Please don't just donate to a drought appeal - think about it - everyone has to be able to do 1 thing, start 1 new habit that will make a difference for farmers long term - perhaps you could:
I challenge you to find one thing you can start to do every week that will help the farmers feeding your family. Because every family needs a farmer.
So, today I don't have any picture, but a story to tell. Take from it what you wish.
We have been hand feeding our cattle now, each afternoon we are on Aloncaws, with some lucerne or similar, and sometimes some molasses. Not a lot - the aim of the game is not to supplement the nutrition that the cattle are naturally getting from the grass, but to quieten them down and get them used to us. It allows us to safely work with them, be in the paddock with them, and get hands on them and check for ticks, or problems without the hassle of putting them through the race and head bale. This week gave us another reason to continue to do this. The feed costs were more than worth it, I can assure you.

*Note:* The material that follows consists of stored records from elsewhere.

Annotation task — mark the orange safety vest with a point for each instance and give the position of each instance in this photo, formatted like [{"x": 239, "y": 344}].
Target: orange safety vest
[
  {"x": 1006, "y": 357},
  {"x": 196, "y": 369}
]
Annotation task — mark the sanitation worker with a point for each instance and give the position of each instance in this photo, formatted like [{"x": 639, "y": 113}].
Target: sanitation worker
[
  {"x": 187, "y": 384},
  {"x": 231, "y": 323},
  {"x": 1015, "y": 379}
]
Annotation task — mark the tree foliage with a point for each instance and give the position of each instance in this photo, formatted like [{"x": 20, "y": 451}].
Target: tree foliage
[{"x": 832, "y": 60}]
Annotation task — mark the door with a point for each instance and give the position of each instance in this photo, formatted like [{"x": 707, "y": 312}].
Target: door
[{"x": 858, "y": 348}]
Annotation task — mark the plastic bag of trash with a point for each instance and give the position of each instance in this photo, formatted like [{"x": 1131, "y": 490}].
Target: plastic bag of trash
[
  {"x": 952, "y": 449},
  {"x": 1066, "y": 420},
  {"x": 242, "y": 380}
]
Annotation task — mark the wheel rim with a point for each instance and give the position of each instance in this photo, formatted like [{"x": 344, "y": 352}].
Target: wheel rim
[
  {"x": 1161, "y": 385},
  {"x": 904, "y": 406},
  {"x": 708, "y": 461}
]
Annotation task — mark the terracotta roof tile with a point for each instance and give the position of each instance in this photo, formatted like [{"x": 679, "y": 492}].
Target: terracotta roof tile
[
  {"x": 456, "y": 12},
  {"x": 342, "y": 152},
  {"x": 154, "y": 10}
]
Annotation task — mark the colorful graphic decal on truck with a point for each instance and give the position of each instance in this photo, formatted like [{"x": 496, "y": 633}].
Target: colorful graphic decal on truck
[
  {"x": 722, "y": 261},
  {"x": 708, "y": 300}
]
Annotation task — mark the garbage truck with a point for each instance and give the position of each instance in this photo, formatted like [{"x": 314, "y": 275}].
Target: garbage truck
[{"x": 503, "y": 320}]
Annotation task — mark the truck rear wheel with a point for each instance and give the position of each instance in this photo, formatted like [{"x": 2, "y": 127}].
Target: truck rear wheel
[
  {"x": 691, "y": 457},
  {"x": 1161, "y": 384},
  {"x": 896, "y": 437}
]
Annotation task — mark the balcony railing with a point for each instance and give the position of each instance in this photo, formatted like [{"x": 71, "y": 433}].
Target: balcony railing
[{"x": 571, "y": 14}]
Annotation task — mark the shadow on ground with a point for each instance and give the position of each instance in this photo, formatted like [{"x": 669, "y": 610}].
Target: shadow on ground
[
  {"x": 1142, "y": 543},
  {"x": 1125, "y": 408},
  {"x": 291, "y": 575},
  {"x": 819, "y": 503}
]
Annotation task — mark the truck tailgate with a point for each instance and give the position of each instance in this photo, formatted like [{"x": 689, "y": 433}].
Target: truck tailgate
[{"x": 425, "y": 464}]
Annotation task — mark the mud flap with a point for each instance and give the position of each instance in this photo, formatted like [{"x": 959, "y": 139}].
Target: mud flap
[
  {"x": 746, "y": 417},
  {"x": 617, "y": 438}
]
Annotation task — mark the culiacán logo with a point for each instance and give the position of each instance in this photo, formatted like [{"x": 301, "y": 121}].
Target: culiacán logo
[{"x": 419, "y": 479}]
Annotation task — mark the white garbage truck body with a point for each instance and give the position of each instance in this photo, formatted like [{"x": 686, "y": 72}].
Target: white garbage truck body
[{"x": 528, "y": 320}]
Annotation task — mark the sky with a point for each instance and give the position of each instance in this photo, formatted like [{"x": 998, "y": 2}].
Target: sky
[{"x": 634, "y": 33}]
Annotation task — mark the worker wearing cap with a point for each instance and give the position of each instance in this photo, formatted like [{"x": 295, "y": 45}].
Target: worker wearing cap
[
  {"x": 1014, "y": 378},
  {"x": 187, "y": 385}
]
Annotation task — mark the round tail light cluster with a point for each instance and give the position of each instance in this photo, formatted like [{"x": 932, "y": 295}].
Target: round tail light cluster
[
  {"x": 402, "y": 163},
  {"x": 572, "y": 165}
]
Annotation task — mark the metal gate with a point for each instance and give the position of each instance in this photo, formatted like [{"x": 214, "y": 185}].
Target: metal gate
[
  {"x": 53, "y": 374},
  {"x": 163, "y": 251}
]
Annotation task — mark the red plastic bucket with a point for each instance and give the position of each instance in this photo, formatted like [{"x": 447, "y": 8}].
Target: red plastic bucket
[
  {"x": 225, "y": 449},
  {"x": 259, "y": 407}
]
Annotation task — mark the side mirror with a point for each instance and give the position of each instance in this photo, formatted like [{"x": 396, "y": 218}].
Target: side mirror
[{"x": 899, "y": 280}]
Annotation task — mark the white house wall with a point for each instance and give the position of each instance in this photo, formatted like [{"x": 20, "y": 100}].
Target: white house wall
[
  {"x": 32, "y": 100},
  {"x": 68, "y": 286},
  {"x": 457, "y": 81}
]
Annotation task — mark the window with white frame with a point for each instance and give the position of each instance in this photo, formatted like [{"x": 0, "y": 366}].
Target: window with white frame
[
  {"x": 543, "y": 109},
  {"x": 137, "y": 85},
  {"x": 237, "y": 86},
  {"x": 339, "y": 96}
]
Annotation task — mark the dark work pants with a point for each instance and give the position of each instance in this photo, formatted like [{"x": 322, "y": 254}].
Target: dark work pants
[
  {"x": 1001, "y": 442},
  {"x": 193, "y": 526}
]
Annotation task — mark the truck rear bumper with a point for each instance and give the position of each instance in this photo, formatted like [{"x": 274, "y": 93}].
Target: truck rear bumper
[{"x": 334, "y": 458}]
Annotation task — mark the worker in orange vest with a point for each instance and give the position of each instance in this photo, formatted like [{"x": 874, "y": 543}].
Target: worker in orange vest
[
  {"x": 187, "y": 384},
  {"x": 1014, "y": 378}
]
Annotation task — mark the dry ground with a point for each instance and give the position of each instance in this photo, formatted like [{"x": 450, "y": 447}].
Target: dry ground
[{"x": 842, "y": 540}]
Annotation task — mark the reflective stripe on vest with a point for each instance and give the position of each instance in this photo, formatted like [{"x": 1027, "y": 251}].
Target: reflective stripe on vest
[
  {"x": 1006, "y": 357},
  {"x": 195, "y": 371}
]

So, our boys decided to do the Harry Holt and headed next door to the neighbours place where there were plenty of girls to play with. For the older ones amongst our readers, you might remember a certain Hilux ad where the bulls stole the Hilux. Pretty much, that's what our boys did, minus the Hilux! Mr Farmer headed off to retrieve them with a biscuit or two of lucerne, and 6 of them came back - leaving 3 there still. Several afternoons of popping down to where we thought they were around the time we feed paid off - they came when we called and had lucerne, and walked home with us (stopping about every 10-15 m for another taste of lucerne or molasses!!). Trust me when I say - that that situation alone has justified every penny spent on lucerne and molasses up til now. You just can't beat quiet cows with good temperament. Not for big operators I guess, but there is a lot for knowing your cattle by name, and having them quiet enough to eat out of your hand. Makes mustering a whole lot simpler! Enjoy your week.
Brrrr.... It's been chilly down here! This is a photo taken mid morning - about 5 mm of ice on the top of the trough this time, and a very crisp frost. Having calves trotting around in winter is a bit nerve wracking - but the belties are great! They have their thick shaggy outer coat and a shorter fluffy inner coat that seems to keep them all warm and snug - even in artic frosts! Bred in Scotland, these cattle are adaptable - fine in winter, and in summer, despite extremes of temperatures. We humans on the other hand, seek the quiet warmth of the fire and hot cups of tea when it gets this cold!
As we start a new blog, it is fitting to write that blog about another new beginning.
Over the weekend when feeding the cattle we discovered this little cutie pie. Our first calf born on Aloncaws. Estimated here as 2 days old, and just gorgeous. Although mum is a red Beltie, this little cutie pie is jet black - not even a tinge of red in the coat.
Whilst we had been fairly confident that mum was pregnant, she had been running year round with the bull prior to arriving on Aloncaws, and we had no idea of service date. On that basis, we guessed that she might be serviced about 2 months after the last calf had been born, which would put her due date at around mid June. Looks like we were only about a week or two off on our estimate.